Thursday, February 23, 2012

Why CLO managers continue to struggle

By all accounts the CLO business should be going well. Some $3.3 billion of new CLO deals have been done this year already as compared to $4.4 billion for the whole of Q4 of 2011. Seems like a significant amount but this volume is actually quite light relative to historical levels (see chart).

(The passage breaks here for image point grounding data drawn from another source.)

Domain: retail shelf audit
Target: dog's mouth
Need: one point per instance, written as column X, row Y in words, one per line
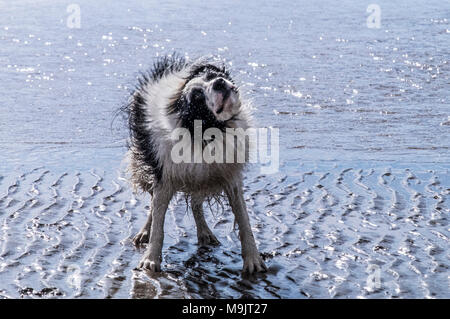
column 220, row 109
column 221, row 101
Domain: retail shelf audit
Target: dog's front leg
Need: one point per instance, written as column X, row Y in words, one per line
column 160, row 202
column 204, row 234
column 252, row 259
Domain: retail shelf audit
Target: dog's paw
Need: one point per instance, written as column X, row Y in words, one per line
column 141, row 238
column 253, row 263
column 147, row 264
column 207, row 239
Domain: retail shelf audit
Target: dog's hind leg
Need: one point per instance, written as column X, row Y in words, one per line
column 144, row 234
column 204, row 234
column 252, row 259
column 160, row 201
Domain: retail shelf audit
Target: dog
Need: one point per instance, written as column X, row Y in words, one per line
column 176, row 94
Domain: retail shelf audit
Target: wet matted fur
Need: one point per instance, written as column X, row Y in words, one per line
column 172, row 95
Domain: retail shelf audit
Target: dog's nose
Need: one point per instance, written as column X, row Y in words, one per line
column 220, row 85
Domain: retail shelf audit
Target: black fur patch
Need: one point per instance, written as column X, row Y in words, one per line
column 141, row 141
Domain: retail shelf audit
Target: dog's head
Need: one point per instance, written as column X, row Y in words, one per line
column 210, row 87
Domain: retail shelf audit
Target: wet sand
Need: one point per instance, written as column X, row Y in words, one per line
column 322, row 231
column 359, row 208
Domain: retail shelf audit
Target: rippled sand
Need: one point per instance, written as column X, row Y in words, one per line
column 323, row 231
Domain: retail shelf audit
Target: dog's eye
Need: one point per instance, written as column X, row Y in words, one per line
column 197, row 95
column 210, row 76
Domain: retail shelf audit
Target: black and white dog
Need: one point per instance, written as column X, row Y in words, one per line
column 175, row 94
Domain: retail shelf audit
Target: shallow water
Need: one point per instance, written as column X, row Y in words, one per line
column 363, row 187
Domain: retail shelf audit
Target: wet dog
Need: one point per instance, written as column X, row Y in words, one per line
column 176, row 94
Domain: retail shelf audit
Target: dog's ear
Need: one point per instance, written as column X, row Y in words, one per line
column 204, row 64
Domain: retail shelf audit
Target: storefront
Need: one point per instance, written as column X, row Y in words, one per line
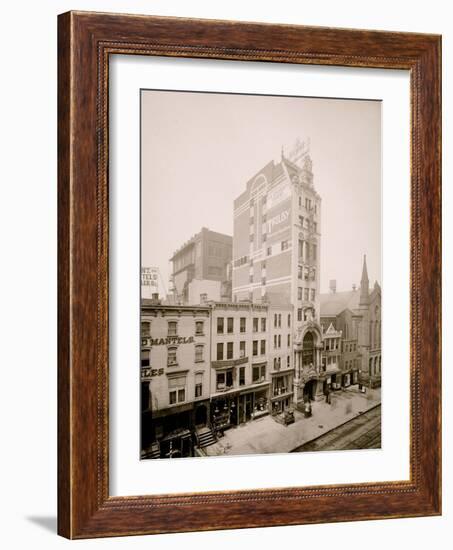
column 173, row 431
column 281, row 393
column 239, row 407
column 346, row 379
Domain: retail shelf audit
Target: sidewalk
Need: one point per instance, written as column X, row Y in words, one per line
column 265, row 435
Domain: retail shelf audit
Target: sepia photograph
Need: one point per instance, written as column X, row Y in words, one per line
column 261, row 274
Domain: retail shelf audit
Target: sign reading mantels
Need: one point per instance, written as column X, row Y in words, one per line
column 168, row 341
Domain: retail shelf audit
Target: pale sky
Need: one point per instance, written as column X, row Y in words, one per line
column 200, row 149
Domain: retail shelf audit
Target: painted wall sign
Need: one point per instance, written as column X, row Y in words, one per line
column 167, row 341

In fact CLO managers are finding it tough to do business these days. Here are some reasons why they continue to struggle:

1. In order to execute a CLO deal, a manager needs to have a portfolio of loans ready to go. Most stock traders would say, so what, just buy it in the market. But corporate loan liquidity is quite poor, and to accumulate (“ramp”) say $200mm of loans in order to launch a new deal could take months (weeks if you are lucky). This process is made particularly difficult because loan “issuance” (origination of new corporate loans by banks) has been rather slow (see chart). There is practically no LBO activity and the merger activity has slowed down. These are the typical transactions that require corporate loans - the rest is mostly refinancing of existing debt. There simply isn’t enough of new supply hitting the market, making it tough for CLO managers to build portfolios.

New syndicated corporate loan volume  (source: LCD)

2. Prior to the issuance of the CLO tranches, managers need banks to provide a “warehouse” – a facility to finance the “seed” portfolio. The problem is that such facilities these days require 10-15% first loss commitment from the manager. Smaller managers may be required to post that amount as cash in order to obtain the warehouse facility. And that commitment is nearly impossible for some managers. That’s why most CLO issuers in recent years have been the bigger firms (such as private equity).

3. The “equity” tranche for new CLOs has prospective returns of 10-14%. This is due to the fact that senior tranches now require significant subordination by the rating agencies – who are being overly conservative to compensate for their "sins" of the past. Higher subordination makes the equity tranche larger and the returns lower. At these modest returns and given the negative connotation associated with any structured credit, equity tranches are hard to place (particularly with pensions and other institutional investors).

4. It may also become difficult to place the AAA tranches soon. The buyers of these tranches tend to be banks and the new regulations may make holding this paper uneconomical.

Because of these uncertainties, analysts are divided as to the expected size of total CLO issuance this year. Forecasts range from $12 to $25bn for the whole year. Back in 2007 that would have been a bad quarter.